Ahead of the sale of 101 early Chinese gold and silver works of art at Christie’s in New York, specialist Michelle Cheng takes a look at some of the highlights
Ancient China is famed for its love of bronze and jade, but gold and silver also have a tale to tell. In the short film above, Christie’s Chinese Works of Art specialist Michelle Cheng showcases an array of luxurious gold and silver objects that were created in China between the 6th century BC and the 9th century AD.
Picking up a gold headdress, above, dating to the 7th-9th century AD, the specialist explains that it represents a high point in gold craftsmanship. ‘It is a really amazing example of the cross-cultural exchanges that are happening in China during this time period.’
Pointing to the galloping horse motif at each end of the headdress, Cheng says that they reference the nomadic culture of tribes that lived on the steppes of central Asia. The hooves of the powerful steed barely touch the ground — indeed, it has been elevated to mythical status, with antlers and flames leaping from its haunches. In contrast, the floral patterns on the band are evocative of Tang-dynasty woven textiles. ‘It’s really the marriage of two cultures seen in one object,’ says Cheng.
Turning to an exquisite openwork object, which is approximately 2,500 years old, Cheng explains that it is a chape — a type of ornament that would be fixed to the tip of a scabbard.

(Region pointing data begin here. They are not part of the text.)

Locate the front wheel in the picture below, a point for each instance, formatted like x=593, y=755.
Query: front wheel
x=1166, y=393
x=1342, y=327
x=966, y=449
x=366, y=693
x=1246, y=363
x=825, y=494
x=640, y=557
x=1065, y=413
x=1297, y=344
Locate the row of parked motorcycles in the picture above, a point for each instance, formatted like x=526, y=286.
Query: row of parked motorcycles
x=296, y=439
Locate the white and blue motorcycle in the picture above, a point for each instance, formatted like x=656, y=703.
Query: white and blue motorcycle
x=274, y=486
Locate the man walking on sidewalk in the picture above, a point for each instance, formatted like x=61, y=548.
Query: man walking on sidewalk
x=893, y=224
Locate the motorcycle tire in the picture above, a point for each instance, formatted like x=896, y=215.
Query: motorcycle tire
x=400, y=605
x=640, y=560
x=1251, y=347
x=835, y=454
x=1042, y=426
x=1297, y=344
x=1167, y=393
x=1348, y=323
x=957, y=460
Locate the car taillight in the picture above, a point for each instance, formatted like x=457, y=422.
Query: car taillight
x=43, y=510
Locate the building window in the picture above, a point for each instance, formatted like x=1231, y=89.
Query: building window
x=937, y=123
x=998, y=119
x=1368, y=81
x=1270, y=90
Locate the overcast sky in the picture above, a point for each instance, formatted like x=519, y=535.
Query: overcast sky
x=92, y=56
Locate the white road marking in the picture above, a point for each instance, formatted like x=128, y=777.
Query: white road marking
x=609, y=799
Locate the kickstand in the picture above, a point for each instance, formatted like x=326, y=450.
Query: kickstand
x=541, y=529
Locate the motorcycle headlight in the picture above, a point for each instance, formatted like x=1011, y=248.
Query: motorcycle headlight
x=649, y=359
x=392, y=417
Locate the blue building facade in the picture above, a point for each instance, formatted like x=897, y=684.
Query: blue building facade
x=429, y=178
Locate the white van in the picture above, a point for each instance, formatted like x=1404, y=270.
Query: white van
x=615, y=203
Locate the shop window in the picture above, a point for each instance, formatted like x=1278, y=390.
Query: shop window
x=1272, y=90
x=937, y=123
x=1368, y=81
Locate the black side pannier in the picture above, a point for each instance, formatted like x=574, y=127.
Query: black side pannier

This ancient chape from northwest China depicts 11 interlaced dragons framed by the heads of birds of prey. It would have been cast in a two-piece mold and then inlaid with turquoise. ‘From the Shang dynasty (circa 1600-1100 BC) onwards, Chinese craftsmen were masters of piece-mold casting techniques,’ says Chen. The value of the material and the exquisite design of this chape suggests that ‘it would have been used for ceremonial purposes, and not taken into battle,’ adds the specialist.
Another highlight Cheng discusses is a remarkable and large parcel-gilt silver bowl in the form of an open lotus blossom, above. The lotus design is likely a reference to Buddhism for in Buddhist art a fully blooming lotus flower emerging from murky water is a symbol of purity.
The vessel was made from a heavy lump of silver, which was hammered into a rough bowl shape, and then further hammered over a matrix or mold, probably made of wood, to create the elegant lotus-petal form. The interior and petals were then chased with designs of birds and peonies, traditional emblems of wealth and good fortune.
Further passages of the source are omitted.